Signal Integrity Consideration
Signal integrity is an important factor in high-speed PCBs. When there is a problem with the signal integrity of the PCB, the PCB will not work as expected. Impedance matching, crosstalk, and reflections in the PCB can cause signal distortion. You can choose some professional design software to detect PCB layout design and ensure signal integrity.
Thermal management
For components that generate a lot of heat, heat dissipation design is required to ensure that they are within a suitable temperature range. Through holes can help components dissipate the generated heat. A heat sink is also a method of transferring heat to a cooling medium.
Design Rules Checking
PCB design rules are the rules that need to be followed for PCB layout, which include electrical design rules, physical design rules, and spacing design rules. The design program checks the design to make sure it satisfies the specifications. Where it does not conform, it can be optimized and adjusted in time to improve the reliability of the design.
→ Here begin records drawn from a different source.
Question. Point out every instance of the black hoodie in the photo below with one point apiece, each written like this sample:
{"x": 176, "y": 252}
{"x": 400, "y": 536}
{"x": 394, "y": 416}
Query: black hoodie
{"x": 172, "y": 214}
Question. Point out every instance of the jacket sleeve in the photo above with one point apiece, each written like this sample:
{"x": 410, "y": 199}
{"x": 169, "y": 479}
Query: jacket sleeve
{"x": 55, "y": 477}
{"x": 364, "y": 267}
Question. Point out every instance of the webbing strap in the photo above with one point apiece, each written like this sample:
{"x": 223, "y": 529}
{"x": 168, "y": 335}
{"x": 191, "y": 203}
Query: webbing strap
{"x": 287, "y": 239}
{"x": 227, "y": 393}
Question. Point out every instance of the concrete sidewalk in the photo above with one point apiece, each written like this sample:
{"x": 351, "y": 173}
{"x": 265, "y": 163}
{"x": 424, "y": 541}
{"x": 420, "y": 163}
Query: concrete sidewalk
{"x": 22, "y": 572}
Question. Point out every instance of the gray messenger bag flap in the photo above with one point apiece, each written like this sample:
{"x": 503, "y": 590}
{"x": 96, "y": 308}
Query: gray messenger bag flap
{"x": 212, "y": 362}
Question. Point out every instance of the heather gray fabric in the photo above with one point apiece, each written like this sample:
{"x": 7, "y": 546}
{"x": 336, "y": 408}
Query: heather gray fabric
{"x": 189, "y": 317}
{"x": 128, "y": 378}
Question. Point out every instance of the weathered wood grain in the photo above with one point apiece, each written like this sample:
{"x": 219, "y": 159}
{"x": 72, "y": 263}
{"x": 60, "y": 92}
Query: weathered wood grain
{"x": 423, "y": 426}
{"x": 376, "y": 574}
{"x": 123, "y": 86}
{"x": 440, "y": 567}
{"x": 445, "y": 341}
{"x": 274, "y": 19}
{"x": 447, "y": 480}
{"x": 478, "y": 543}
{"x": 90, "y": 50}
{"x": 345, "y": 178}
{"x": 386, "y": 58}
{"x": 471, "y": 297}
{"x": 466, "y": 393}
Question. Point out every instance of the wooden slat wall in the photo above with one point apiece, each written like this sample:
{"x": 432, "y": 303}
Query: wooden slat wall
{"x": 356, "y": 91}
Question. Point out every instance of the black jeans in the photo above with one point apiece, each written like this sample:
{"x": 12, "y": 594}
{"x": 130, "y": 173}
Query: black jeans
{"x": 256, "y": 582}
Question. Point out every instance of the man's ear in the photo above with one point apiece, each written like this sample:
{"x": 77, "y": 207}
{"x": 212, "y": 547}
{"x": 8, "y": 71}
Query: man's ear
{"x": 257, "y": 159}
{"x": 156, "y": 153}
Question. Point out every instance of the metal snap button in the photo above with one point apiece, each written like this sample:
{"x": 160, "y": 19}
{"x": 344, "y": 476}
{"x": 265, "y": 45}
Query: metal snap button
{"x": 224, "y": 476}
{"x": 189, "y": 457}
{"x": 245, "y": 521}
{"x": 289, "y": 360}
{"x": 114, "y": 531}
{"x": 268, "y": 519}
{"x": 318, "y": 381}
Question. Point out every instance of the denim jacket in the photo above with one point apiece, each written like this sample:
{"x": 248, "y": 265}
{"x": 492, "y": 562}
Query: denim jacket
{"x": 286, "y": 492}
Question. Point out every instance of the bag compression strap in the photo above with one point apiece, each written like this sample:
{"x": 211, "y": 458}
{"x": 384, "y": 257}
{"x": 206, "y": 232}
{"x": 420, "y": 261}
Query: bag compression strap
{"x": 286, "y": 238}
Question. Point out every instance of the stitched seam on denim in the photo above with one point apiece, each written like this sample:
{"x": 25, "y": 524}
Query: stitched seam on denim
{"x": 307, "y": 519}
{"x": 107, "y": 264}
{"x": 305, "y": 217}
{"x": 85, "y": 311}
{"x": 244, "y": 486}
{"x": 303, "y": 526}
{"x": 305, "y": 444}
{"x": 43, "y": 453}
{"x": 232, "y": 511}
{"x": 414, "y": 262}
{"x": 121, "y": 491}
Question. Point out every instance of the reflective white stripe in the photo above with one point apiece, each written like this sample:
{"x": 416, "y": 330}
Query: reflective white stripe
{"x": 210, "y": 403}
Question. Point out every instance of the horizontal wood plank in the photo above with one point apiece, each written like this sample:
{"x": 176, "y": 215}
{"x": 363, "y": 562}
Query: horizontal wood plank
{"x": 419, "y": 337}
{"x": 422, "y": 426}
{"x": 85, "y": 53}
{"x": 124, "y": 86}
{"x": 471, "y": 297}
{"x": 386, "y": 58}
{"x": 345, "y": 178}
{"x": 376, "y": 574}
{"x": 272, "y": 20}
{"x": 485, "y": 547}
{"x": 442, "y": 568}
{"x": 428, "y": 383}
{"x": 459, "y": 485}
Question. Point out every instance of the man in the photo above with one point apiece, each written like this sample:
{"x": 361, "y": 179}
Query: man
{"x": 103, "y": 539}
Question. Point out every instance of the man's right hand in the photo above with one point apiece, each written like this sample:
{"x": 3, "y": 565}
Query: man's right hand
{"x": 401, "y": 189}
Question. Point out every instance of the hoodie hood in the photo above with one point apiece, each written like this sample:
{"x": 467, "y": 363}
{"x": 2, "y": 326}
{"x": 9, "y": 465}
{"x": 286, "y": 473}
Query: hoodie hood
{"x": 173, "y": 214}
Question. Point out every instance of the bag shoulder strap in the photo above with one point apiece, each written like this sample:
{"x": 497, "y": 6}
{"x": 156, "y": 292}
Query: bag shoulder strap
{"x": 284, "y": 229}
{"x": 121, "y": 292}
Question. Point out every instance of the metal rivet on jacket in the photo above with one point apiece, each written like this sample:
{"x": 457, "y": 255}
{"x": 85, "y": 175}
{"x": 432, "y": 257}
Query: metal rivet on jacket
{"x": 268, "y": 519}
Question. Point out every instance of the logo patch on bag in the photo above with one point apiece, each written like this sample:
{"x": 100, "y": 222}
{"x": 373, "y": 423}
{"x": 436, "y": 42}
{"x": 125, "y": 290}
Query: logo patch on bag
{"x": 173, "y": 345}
4 Popular PCB Board Layout Tools for Engineers and Designers
Altium Designer
This is a very famous software for designing PCBs. It provides a robust component library, an intuitive user interface, and powerful capabilities. Novice users will find this software easy to use, and it is also used by more experienced users. There is a 3D visualization feature that shows the contents of the board in 3D while designing the board is helpful to verify the orientation of the board’s components. It also provides an interesting feature to collaborate teams that makes it easier for design teams to work together and speed up the design process.
Cadence Allegro
A computer-aided design program called Cadence Allegro speeds up the design process by automating wiring, acquiring schematics, and verifying design rules. It has the function of improving manufacturability by optimizing the number of drilled holes, and the positioning of components. The more advanced features of the software are 3D visualization, and the ability to verify design rules. These might enhance the design’s dependability and quality.
KiCad
KiCad is an open-source design software that is free to use. This software is more commonly used by amateurs and small businesses. It can rapidly exchange data with designers using a variety of operating systems, including Windows, Linux, and macOS. KiCad has an active open-source community where users can exchange and access design data.
EasyEDA
It is a free design tool with web page usage. The component library is powerful, allowing users to find the components they need quickly, and then finish their design work. The performance of this software, however, is not suitable for complex PCB designs due to its limited functions.
Concluding Words
PCB layout design is a complex and critical process. Comprehensively, multiple factors such as performance, cost, manufacturability, and so on, should have been considered in the design layout stage. Given the current trend of miniaturization and the great performance of electronic devices today, the PCB layout is designed on smaller boards, which has greater challenges and higher requirements. It is a rigorous and continuously innovative process, which plays a key role in the development of PCB.